Italy votes to build first Holocaust museum in Rome on 80th anniversary of Nazi raid
Initially proposed as Italy’s first Holocaust museum in 2005, the project has been mired in financial and bureaucratic delays

Demonstrators in Rome remember the raid of the city’s Jewish ghetto on its 80th anniversary, Oct. 16, 2023. (Andrea Ronchini/NurPhoto via Getty Images)
(JTA) — Italy’s government unanimously approved a bill to establish a Holocaust museum in Rome on Wednesday, 80 years after the Nazis rounded up over 1,000 Roman Jews to be deported and exterminated.
Initially proposed as Italy’s first Holocaust museum in 2005, the project has been mired in financial and bureaucratic delays. Prime Minister Giorgia Meloni and her culture minister, Gennaro Sangiuliano, announced plans to finally make the institution a reality in March. A bill to establish the Shoah Museum passed the Senate this summer and received final approval in the Lower House Chamber of Deputies on Wednesday, along with a round of applause.
The bill includes 10 million euros in funding for the center, set to be constructed symbolically next to the park of Villa Torlonia, where fascist dictator Benito Mussolini resided from 1925 to 1943.
Monday marked the 80th anniversary of the Nazi raid on Rome’s Jewish ghetto on Oct. 16, 1943, when 1,259 people were rounded up from their homes. Within days, more than 1,000 were identified as Jews and deported to Auschwitz. Only 16 survived.
Emanuele Di Porto, now 92, was 12 years old when German troops seized him and his mother from the Roman Ghetto. As they were loaded onto a truck, his mother pushed him off and pretended not to know him. The confused boy wandered to a tram stop and got on the first tram he found. He rode the tram for two days, protected by drivers who took turns feeding and watching over him. On the third day, a neighbor recognized Di Porto and helped him reunite with his father and siblings. He never saw his mother again.
Di Porto’s story is being commemorated this month with an exhibit on city buses that riders can visit and follow on the tram route that saved his life. He inaugurated the traveling exhibit on Oct. 10.
Just three days after Hamas surprised Israel with a cross-border attack, killing 1,400 Israelis and taking 200 people hostage, Di Porto said he was shaken by the new scenes of mass murder.
“I am reliving the nightmare of 80 years ago,” he said to ANSA.
Meloni also referenced the Hamas assault while meeting with the head of Rome’s Jewish community on Monday, according to the Associated Press. The prime minister — a far-right leader who has in the past worried Jews through some of her rhetoric and associations — said the targeting of Israeli civilians was proof that “antisemitic hatred” lives on.
Meloni added that Italy’s “fascist complicity” in the 1943 roundup should be remembered alongside the Nazi crimes.

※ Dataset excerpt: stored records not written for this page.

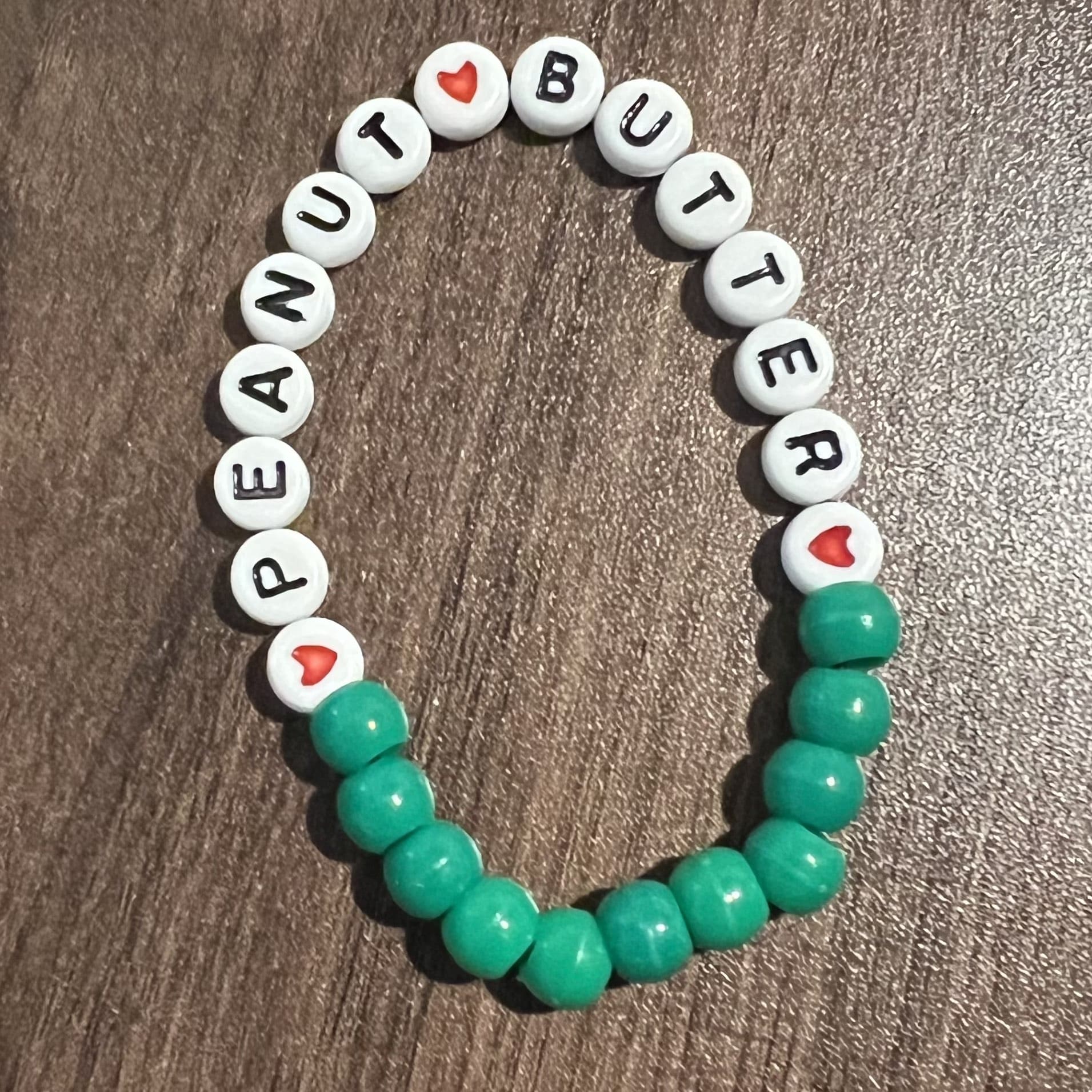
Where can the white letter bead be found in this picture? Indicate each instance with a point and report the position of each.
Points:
(753, 278)
(703, 198)
(329, 219)
(783, 366)
(279, 577)
(266, 390)
(811, 455)
(557, 86)
(261, 483)
(642, 127)
(385, 145)
(828, 544)
(287, 299)
(461, 91)
(310, 659)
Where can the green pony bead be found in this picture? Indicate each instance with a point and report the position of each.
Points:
(720, 898)
(850, 625)
(847, 710)
(798, 871)
(356, 724)
(643, 930)
(385, 802)
(429, 870)
(490, 927)
(821, 787)
(568, 967)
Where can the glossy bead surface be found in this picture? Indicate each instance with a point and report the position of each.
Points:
(830, 543)
(383, 145)
(430, 870)
(287, 299)
(461, 91)
(840, 708)
(557, 86)
(490, 927)
(261, 483)
(702, 199)
(753, 278)
(383, 802)
(643, 930)
(568, 967)
(329, 219)
(821, 787)
(266, 390)
(851, 625)
(783, 366)
(799, 871)
(357, 724)
(811, 455)
(279, 577)
(720, 898)
(642, 127)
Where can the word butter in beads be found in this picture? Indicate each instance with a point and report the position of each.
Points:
(814, 785)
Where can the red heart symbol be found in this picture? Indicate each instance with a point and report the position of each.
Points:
(462, 85)
(317, 661)
(830, 547)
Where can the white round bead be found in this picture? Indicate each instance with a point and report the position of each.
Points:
(261, 483)
(785, 366)
(811, 455)
(287, 299)
(461, 91)
(329, 219)
(279, 577)
(828, 544)
(557, 86)
(310, 659)
(385, 145)
(266, 390)
(753, 278)
(703, 198)
(642, 127)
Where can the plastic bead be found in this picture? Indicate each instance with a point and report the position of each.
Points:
(721, 900)
(357, 724)
(490, 927)
(818, 786)
(310, 659)
(385, 802)
(799, 871)
(279, 577)
(568, 967)
(429, 871)
(845, 709)
(645, 932)
(851, 625)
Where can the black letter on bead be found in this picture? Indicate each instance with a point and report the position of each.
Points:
(815, 461)
(249, 386)
(557, 68)
(374, 127)
(720, 190)
(785, 354)
(626, 128)
(771, 270)
(268, 591)
(327, 225)
(294, 290)
(259, 490)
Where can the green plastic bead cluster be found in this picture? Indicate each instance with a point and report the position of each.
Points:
(645, 931)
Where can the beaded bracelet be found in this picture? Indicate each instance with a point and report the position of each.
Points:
(718, 898)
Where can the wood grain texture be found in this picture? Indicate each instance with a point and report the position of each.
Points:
(539, 501)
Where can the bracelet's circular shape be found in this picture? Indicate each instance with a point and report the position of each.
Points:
(718, 898)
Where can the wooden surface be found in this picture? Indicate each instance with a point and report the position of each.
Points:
(539, 496)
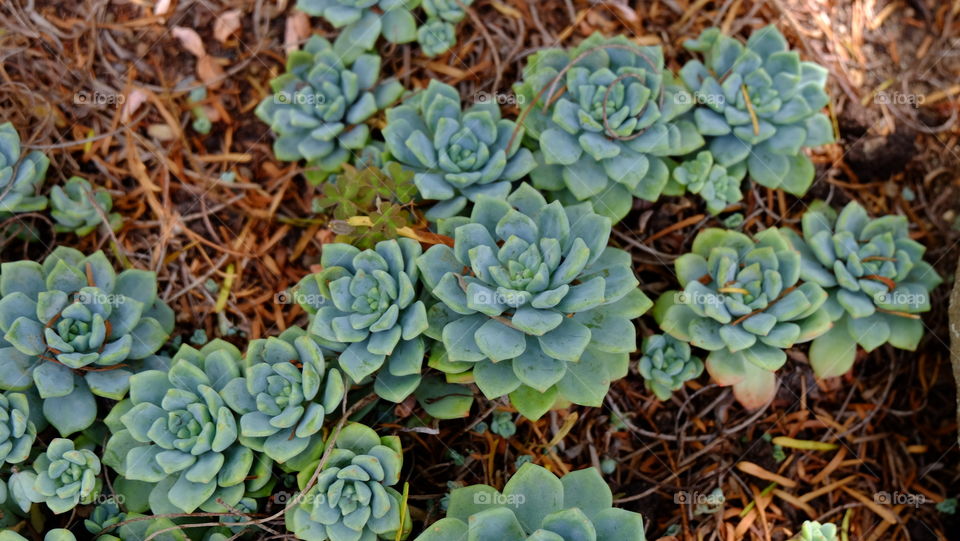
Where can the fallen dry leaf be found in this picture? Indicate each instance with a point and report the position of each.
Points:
(226, 24)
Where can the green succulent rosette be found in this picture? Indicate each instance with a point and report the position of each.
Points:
(536, 505)
(759, 105)
(20, 175)
(604, 115)
(455, 155)
(72, 326)
(532, 302)
(320, 106)
(366, 305)
(353, 498)
(876, 277)
(284, 395)
(361, 22)
(667, 364)
(176, 431)
(74, 212)
(63, 476)
(743, 300)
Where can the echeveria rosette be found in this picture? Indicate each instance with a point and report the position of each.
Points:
(536, 505)
(876, 277)
(72, 326)
(667, 364)
(717, 186)
(367, 307)
(20, 176)
(285, 393)
(532, 301)
(74, 212)
(320, 106)
(17, 431)
(743, 301)
(759, 105)
(352, 499)
(456, 155)
(64, 476)
(584, 159)
(361, 22)
(177, 431)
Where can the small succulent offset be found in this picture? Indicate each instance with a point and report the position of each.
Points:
(352, 498)
(533, 301)
(700, 175)
(72, 326)
(537, 505)
(64, 476)
(177, 431)
(361, 22)
(77, 208)
(814, 531)
(365, 304)
(603, 115)
(876, 277)
(455, 155)
(759, 105)
(17, 431)
(320, 106)
(284, 395)
(20, 176)
(744, 302)
(667, 364)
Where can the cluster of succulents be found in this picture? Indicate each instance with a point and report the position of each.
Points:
(537, 505)
(758, 105)
(77, 208)
(532, 301)
(877, 280)
(744, 301)
(455, 155)
(73, 328)
(321, 104)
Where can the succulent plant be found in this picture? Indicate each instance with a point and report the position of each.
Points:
(667, 364)
(436, 37)
(352, 498)
(812, 530)
(759, 105)
(361, 22)
(75, 207)
(455, 155)
(20, 176)
(72, 326)
(700, 175)
(284, 395)
(320, 106)
(744, 302)
(875, 275)
(177, 431)
(365, 304)
(537, 505)
(17, 431)
(533, 301)
(64, 476)
(604, 114)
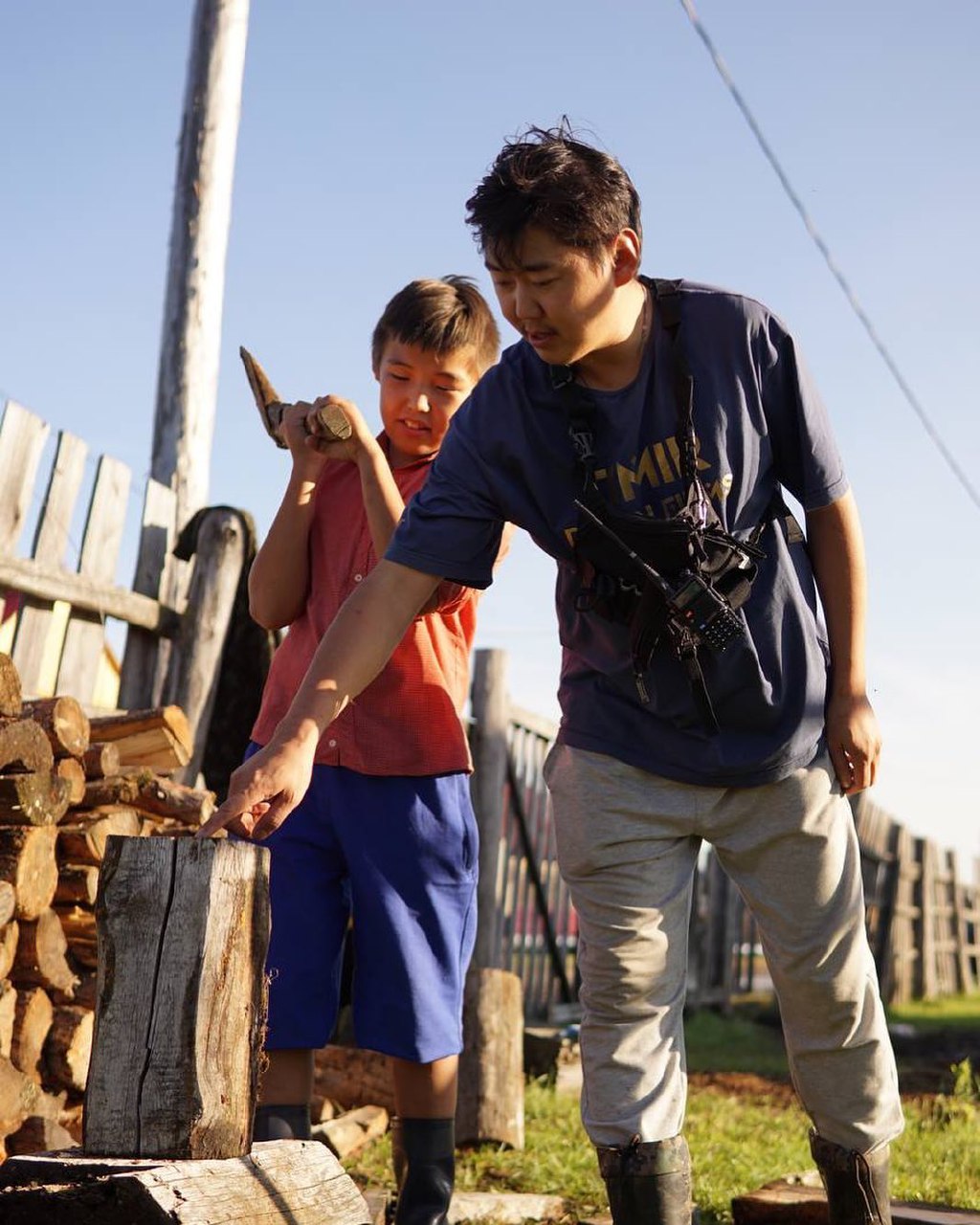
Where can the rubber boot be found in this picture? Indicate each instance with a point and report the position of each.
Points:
(648, 1184)
(424, 1156)
(857, 1184)
(282, 1123)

Mario Venezia, president of the Shoah Museum Foundation that is heading the project to build the museum, also said it was critical for the center to emphasize Italy’s role in the Holocaust. Italy was the birthplace of fascism, he told the AP.
“Italy was not conquered by the Nazis. Italy was side by side with the Nazis, and many political ideas of the fascists were adopted by the Nazis,’’ Venezia said.